MMA is an autosomal inherited disease with various symptoms and ensuing metabolic acidosis, which is characterized by the accumulation of methylmalonic acids due to inactivation of the MCM. MCM is present in the metabolic pathway of four types of amino acids (valine, isoleucine, methionine, and threonine), cholesterol, and odd chain fatty acids (OCFAs). Viability of patients with MMA improves with the progression of treatment, and MMA is capable of being diagnosed early by newborn mass screening. The frequency is 1 in 80,000 [1].

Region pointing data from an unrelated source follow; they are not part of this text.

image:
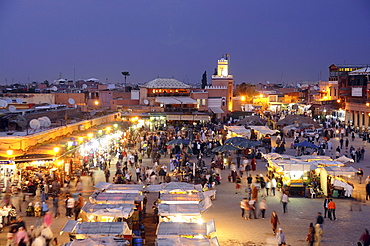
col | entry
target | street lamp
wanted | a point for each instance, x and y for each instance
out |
(56, 150)
(9, 152)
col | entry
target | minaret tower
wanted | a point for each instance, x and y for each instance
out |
(223, 78)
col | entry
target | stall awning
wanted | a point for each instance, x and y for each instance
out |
(216, 110)
(97, 228)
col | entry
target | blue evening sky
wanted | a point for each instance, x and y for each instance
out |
(268, 40)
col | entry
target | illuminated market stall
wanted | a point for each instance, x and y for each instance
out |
(334, 180)
(183, 229)
(106, 212)
(99, 241)
(83, 230)
(180, 241)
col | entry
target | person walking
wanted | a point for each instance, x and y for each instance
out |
(326, 201)
(318, 235)
(274, 221)
(280, 237)
(70, 203)
(244, 207)
(263, 207)
(79, 205)
(311, 235)
(360, 175)
(273, 186)
(56, 206)
(320, 220)
(238, 182)
(367, 191)
(285, 200)
(252, 209)
(332, 207)
(107, 175)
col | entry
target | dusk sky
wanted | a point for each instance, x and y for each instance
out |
(268, 40)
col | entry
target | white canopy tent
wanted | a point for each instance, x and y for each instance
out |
(131, 188)
(193, 198)
(93, 229)
(99, 241)
(239, 131)
(335, 172)
(178, 229)
(181, 241)
(263, 130)
(106, 212)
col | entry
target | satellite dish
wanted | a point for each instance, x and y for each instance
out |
(35, 124)
(42, 122)
(12, 108)
(48, 121)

In patients with MMA, anesthetic management is important to prevent acute metabolic failure. Since hypoglycemia worsens metabolic acidosis by protein catabolism sthenia, glucose loading should be avoided. Preoperative fasting should be as short as possible; some studies have reported 6 h as an optimal fasting time [2]. If necessary, glucose may be administered during preoperative fasting. On the other hand, surgical stress can also cause protein catabolism sthenia; therefore, depth of anesthesia should be maintained. Metabolic acidosis should be actively corrected with sodium bicarbonate in cases where the condition did not exist preoperatively. Since some studies have reported metabolic acidosis or ventricular tachycardia with hypokalemia during anesthetic management in patients with MMA [3], arterial blood gas analysis was performed in the present study. Although acidemia was observed, the values did not indicate metabolic acidosis or electrolyte abnormalities. We also administered glucose during surgery due to decreased blood sugar levels.

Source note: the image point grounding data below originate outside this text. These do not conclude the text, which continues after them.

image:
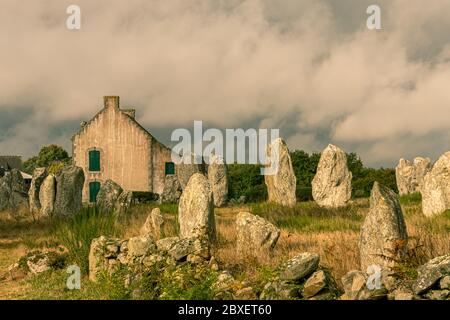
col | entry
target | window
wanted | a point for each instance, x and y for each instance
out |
(94, 188)
(170, 168)
(94, 160)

Selecting appropriate anesthetic drugs is also important. Nitrous oxide should not be used because it interferes with adenosylcobalamin [4]. In general, propofol should also not be administered to patients with MMA. One study reported that propofol use was associated with deterioration of metabolic failure during general anesthesia in a living liver transplantation [2]. Another study has suggested that propofol may be safe for continuous intravenous administration, which was used for sedation during procedures such as magnetic resonance imaging [5]. A general preparation of propofol consists of 1% propofol, 10% soybean oil, 2.25% glycerol, and 1.2% purified egg lecithin [6]. Naturally occurring soybean oil and egg lecithin predominantly consist of 16- and 18-carbon chain fatty acids with minimal-to-none amounts of OCFAs [7]. Based on this viewpoint, the use of propofol appears to be safe in patients with MMA. However, we consider this controversial due to the possibility of the existence of mild subclinical metabolic acidosis alleviated by glucose administration. Furthermore, as our patient had complications associated with end-stage renal failure, we used thiamylal and sevoflurane instead of propofol. Aryl propionic acid, nonsteroidal anti-inflammatory drugs (NSIADs), derivatives of ibuprofen, loxoprofen, and flurbiprofen axetil were avoided because they metabolize into methylmalonic acid. A rectus sheath block was performed with ropivacaine to provide postoperative analgesia for midline incisions. Sugammadex was used to reverse the effects of neuromuscular blocking agents and was shown to be efficacious and safe.

Anesthetic management of patients with MMA needs to be tailored based on an assessment of the pathophysiological condition. Herein, we reported a case of successful anesthetic management of a patient with MMA undergoing continuous ambulatory peritoneal dialysis catheter placement using a combination of general anesthesia and rectus sheath block.